The Ten Commandments is a 2007 animated biblical fantasy film directed by John Stronach and Bill Boyce, and written by Ed Naha. The film follows Moses from his childhood, as the adopted grandson of Pharaoh, to his adulthood, as the chosen one of Yahweh and liberator of his people.

With narration by Ben Kingsley, the film stars Christian Slater as Moses, Alfred Molina as Ramses and Elliott Gould as God. It was theatrically released on October 19, 2007 to largely negative reviews. It was also a box office failure, having grossed only $1.1 million against a budget of $10 million, resulting in having the worst opening for an animated movie in history.

==Plot==
The Pharaoh is a nervous man, outnumbered by his Hebrew slaves; he orders them to be worked harder, that doesn't break their spirits, so he has all the newborn male babies thrown into the Nile; Moses' parents, Amram and Jochebed, are desperate to save their baby son, and put him in a basket and send him down the river while his sister, Miram, follows to make sure he's okay. The next morning, the Pharaoh's daughter adopts and raises him as her own, with Jochebed as his nurse growing up. His playmate and uncle is Ramses, the Pharaoh's son. As teens, they wrestle, but Ramses does not like Moses much, and Moses is exiled from town after Moses comes to the aid of a slave being beaten, and the beater is killed. Moses is mistaken for a Hebrew slave based on his appearance. His brother Aaron comes forward, revealing his past and how they are actually brothers-making Moses a Hebrew.

They all grow up, Ramses is now Pharaoh, God speaks to Moses, telling him to get the Hebrews from Egypt into the promised land. Ramses says no, the ten plagues come, and Ramses gives in only when his son is killed (as God's spirit kills all the firstborn Egyptian sons). Moses leads the people from Egypt, ditches Ramses and his army at the parting of the Red Sea, and Moses receives the Ten Commandments and delivers them to the Hebrews. Moses puts Joshua in charge of leading the people the rest of the way.

==Cast==

- Ben Kingsley as the Narrator
- Christian Slater as Moses
- Alfred Molina as Ramses
- Elliott Gould as God
- Scott McNeil as Seti
- Christopher Gaze as Aaron
- Kathleen Barr as Miriam
- Lee Tockar as Dathan
- Matt Hill as Joshua
- Tabitha St. Germain (credited as "Kitanou St. Germain") as the Princess
- Trevor Devall as Amram
- Jane Mortifee as Zipporah
- Brian Dobson as the Task Master
- Garry Chalk as the General
- Nico Ghisi as Ramses' Son
- Colin Murdock as the Elderly Slave

==Box office==
The film opened in 830 theaters in the United States and grossed $478,910 on its opening weekend. Brandon Gray of Box Office Mojo wrote that it and Sarah Landon and the Paranormal Hour had "two of the worst national debuts of all time". The film ended up grossing $952,820 in the United States and $99,087 elsewhere, for a total of $1,051,907.

==Reception==
 Metacritic, which uses a weighted average, assigned the film a score of 25 out of 100, based on 6 critics, indicating "generally unfavorable" reviews.
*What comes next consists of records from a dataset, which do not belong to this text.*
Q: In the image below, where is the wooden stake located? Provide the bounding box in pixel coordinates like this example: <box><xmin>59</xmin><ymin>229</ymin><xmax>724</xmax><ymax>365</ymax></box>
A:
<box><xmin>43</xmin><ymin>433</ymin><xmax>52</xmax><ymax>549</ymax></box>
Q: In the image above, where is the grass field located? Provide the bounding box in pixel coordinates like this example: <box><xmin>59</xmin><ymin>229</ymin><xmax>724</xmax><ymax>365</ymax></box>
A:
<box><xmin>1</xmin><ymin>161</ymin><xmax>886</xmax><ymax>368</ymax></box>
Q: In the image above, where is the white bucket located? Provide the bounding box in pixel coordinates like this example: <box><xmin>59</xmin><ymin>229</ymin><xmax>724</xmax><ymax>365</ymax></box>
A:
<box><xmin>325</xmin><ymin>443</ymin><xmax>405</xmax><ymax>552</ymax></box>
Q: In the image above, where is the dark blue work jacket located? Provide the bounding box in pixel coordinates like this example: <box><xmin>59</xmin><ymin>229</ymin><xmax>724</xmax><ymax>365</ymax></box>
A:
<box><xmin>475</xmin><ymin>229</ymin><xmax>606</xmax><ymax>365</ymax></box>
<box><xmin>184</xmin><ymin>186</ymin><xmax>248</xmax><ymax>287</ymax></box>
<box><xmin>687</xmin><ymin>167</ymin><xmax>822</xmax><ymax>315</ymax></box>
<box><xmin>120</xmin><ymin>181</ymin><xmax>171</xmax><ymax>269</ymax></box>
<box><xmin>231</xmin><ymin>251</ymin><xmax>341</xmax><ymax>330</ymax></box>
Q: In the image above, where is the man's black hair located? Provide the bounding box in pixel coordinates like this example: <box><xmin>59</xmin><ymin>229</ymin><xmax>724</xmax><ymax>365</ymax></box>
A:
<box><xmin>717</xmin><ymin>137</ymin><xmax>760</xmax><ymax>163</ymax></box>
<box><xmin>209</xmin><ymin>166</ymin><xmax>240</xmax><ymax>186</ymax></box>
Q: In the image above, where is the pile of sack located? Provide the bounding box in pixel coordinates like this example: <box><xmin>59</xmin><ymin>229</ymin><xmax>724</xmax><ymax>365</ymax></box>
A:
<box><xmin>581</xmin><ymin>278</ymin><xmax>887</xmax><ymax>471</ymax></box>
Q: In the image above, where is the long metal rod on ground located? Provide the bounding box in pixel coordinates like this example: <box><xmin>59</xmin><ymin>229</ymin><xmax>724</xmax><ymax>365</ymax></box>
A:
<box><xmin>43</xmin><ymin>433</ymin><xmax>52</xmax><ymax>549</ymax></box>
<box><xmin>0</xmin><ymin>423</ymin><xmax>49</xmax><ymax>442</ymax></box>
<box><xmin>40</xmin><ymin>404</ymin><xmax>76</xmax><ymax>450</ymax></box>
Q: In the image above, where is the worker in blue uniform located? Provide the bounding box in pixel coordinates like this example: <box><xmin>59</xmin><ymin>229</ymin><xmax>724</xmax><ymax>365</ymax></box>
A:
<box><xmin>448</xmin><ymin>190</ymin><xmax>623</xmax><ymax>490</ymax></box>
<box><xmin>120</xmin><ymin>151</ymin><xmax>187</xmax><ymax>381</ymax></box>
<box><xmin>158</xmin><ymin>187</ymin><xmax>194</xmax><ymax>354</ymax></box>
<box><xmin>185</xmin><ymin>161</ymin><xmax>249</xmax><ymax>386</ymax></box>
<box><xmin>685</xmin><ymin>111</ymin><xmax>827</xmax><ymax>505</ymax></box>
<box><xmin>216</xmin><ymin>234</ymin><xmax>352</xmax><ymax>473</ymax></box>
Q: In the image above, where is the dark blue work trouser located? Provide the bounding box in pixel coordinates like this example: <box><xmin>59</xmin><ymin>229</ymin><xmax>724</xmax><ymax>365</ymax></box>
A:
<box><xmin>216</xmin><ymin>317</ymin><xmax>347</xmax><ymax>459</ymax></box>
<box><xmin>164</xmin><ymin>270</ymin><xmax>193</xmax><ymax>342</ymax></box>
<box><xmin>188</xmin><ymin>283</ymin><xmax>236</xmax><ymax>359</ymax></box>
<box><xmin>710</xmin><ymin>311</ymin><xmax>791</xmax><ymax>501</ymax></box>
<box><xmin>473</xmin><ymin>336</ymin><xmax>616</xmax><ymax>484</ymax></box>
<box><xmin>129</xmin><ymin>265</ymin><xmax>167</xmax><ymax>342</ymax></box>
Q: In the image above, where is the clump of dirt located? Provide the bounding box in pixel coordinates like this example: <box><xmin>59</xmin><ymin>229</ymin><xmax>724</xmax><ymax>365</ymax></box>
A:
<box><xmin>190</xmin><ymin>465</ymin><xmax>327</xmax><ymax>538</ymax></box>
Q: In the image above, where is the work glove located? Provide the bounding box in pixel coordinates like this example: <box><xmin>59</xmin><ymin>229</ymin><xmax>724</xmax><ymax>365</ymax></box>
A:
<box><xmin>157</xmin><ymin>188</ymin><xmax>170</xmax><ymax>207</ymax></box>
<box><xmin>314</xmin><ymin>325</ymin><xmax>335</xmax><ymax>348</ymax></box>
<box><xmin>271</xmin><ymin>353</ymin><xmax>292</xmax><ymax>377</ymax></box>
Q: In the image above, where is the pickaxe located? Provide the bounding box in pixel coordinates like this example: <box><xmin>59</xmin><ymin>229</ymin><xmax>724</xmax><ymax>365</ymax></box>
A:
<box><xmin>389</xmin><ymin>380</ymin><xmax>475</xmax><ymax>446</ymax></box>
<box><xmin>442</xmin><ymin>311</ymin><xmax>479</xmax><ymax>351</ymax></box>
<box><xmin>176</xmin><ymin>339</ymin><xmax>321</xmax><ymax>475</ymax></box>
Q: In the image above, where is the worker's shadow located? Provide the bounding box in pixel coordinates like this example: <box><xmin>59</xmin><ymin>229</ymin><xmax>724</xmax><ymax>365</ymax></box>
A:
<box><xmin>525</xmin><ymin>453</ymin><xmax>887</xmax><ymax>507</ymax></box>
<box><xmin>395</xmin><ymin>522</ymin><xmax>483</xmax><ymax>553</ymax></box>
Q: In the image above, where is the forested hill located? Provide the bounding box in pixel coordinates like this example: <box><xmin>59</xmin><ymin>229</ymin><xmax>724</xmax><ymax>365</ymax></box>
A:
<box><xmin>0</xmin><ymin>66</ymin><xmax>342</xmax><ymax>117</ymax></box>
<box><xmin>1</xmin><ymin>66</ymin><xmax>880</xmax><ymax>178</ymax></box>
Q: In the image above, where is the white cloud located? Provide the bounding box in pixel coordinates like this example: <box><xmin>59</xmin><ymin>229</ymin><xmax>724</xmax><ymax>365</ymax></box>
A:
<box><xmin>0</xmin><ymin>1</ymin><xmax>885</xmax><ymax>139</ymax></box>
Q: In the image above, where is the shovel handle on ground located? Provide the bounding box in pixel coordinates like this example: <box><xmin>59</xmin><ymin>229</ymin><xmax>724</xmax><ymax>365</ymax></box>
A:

Joe Ledyon of Variety gave a negative review, calling it "a well-intentioned misfire featuring 3-D CGI animation that recalls lesser vidgames[sic] of the mid-1990s".

Keith Phipps of The A.V. Club wrote that it "fails on every conceivable level" and "seems to have been made using public-domain software, and targeted squarely at kids impressed by any brightly colored moving objects".

Roger Moore of the Orlando Sentinel was also critical, writing "a big-name voice cast doesn't cover for a script that may hit the Biblical high points but somehow misses the dramatic heart of the story", and that "the filmmakers certainly could have used a little VeggieTales humor".

Lou Carlozo of the Chicago Tribune was more positive, stating "There's an endearing, earnest quality to The Ten Commandments that transcends its star-studded cast and computer-generated animation".